Thursday, March 3, 2011

Incarceron by Catherine Fisher

Publisher:  Dial Books (Penguin Group)
Publish Date:  Feb. 8, 2011 (US)
Original Publish Date:  May 3, 2007 in the UK (lucky ducks!)
ISBN: 978-0-8037-3396-1
Pages: 448

A bit of unexpected steampunk-ish mystery.  Nothing is as it seems here.
I think that Catherine Fisher's website has the best synopsis:  Imagine a living prison so vast that it contains corridors and forests, cities and seas. Imagine a prisoner with no memory, who is sure he came from Outside, even though the prison has been sealed for centuries and only one man, half real, half legend, has ever escaped.
Imagine a girl in a manor house in a society where time has been forbidden, where everyone is held in a seventeenth century world run by computers, doomed to an arranged marriage that appalls her, tangled in an assassination plot she both dreads and desires.

From the beginning you want to believe that Claudia is a damsel-in-distress, but she's too strong.

The Warden of Incarceron seems to be the uncaring father and is "in" with the Queen.  But is he?  The father? Under the Queen's thumb?  What a tangled web we weave!

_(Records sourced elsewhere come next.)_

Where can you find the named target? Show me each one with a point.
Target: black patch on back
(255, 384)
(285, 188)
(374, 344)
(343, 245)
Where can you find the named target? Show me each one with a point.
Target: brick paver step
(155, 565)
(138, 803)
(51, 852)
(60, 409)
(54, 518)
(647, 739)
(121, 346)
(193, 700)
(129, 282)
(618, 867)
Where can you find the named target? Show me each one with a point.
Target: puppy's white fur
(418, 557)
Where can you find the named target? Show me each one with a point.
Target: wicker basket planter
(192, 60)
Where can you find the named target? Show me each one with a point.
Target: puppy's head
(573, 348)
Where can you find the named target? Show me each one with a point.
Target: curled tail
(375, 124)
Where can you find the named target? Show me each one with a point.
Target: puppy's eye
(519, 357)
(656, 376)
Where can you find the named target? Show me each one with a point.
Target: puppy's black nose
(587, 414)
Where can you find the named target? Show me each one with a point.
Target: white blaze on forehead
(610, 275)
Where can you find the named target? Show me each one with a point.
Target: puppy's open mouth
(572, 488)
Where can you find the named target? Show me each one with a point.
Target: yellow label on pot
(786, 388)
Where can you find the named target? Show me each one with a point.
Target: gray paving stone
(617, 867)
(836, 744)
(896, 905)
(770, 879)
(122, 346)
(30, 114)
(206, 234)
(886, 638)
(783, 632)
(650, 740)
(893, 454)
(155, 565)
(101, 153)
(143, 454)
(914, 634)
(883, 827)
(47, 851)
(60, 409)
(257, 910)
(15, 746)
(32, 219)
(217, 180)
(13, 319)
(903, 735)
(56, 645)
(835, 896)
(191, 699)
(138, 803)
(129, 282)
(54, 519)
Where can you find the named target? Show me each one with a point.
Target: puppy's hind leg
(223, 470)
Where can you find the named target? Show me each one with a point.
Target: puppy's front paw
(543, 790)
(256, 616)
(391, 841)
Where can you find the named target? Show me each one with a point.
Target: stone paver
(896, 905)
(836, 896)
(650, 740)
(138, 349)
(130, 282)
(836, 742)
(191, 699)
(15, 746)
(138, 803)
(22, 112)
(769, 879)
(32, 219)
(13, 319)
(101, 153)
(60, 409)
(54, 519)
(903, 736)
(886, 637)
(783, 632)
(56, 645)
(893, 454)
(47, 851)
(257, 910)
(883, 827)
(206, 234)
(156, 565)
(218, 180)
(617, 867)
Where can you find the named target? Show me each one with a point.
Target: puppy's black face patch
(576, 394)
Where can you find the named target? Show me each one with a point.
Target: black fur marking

Finn appears to be a child born of Incarceron.  Is he? Or is he a prisoner lately come?

Lord Evian, the Queen's Chancellor, comes off as a silly dandy.  Is he really a dandy or a steely fox?

Why must everything be 17th Century?!  Is Incarceron a Prison or a Paradise? How does the Warden monitor it when he's always either at Court or at home? Why does it need a Warden if it's a Paradise? What happened to Claudia's first betrothed?  Questions upon questions piled up as I read.

Each chapter is prefaced with a quote from an archive or story which add to the mystery.  I look forward to finding out what happens next!  Has anyone read the second book?  Is it as good as the first?